# Continuity

• November 28th 2010, 09:31 AM
kathrynmath
Continuity
Let g be defined on all of R. If A is a subset of R, define the set g^-1(A) by
g^-1(A)={x in R : g(x) in A}.
Show that g is continuous iff g^-1(O) is open whenever O contained in R is an open set.

well g^-1(O) means g(O) is in A.
Let g be continuous and O be an open subset of R.
Then |x-c|<delta and |g(x)-g(c)|<epsilon

Now I get stuck
• November 28th 2010, 11:37 AM
nimon
"Then |x-c|<delta and |g(x)-g(c)|<epsilon."

This just won't do. Write back with the proper definition of continuity and we'll carry on from there.
• November 28th 2010, 12:51 PM
kathrynmath
A function f:A--->R is continuous at a point c in A if, for all epsilon epsilon>0, there exists a delta>0 such that whenever |x-c|<delta, it follows that |f(x)-f(c)|<epsilon.
• November 28th 2010, 01:32 PM
kathrynmath
I tried to get started on both directions:

suppose g^-1(O) is open for each open subset O of R. Fix a real number x, and let epsilon be given. The neighborhood N centered at g(x) with radius epsilon is an open set, so the inverse image of N under g is an open set containing x. Thus there is a neighborhood V of x with radius delta such that V is a subset of g^-1(N)

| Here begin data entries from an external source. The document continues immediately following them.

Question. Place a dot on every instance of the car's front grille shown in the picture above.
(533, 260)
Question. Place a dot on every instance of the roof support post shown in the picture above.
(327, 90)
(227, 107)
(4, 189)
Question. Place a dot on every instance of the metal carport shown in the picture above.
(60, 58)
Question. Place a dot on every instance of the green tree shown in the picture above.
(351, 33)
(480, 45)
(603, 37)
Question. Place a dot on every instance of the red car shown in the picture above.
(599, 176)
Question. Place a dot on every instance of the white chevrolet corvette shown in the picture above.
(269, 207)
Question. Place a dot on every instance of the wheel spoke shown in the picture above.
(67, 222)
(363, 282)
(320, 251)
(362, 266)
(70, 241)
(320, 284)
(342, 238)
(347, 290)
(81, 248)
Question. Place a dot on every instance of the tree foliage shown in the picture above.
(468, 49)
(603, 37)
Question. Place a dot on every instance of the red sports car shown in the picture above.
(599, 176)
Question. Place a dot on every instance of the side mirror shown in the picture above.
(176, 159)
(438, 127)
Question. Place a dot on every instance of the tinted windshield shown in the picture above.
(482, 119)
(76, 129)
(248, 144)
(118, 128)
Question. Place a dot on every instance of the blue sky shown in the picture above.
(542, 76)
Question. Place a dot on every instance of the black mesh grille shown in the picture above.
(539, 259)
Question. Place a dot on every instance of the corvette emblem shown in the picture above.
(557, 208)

If g is continuous at x, then there exists a delta such that whenever y is less than delta apart from x, g(y) is in a neighborhood of g(x) with radius epsilon.
• November 28th 2010, 01:35 PM
Plato
Lets suppose that for each open set $O\subset \mathbb{R}$ it is the case that $f^{-1}(O)$ is also open.
Given a point $p\in\mathbb{R}$ and $\varepsilon > 0$ then $O=\left(f(p)- \varepsilon ,f(p)+ \varepsilon \right)$ is an open set.
So $Q=f^{-1}(O)$ is an open set that contains $p$.
Hence, $\left( {\exists \delta > 0} \right)$ such that $(p-\delta,p+\delta)\subset Q$.
But $f(p-\delta,p+\delta)\subset O$.
Which by the $\varepsilon/\delta$ definition $f$ is continuous.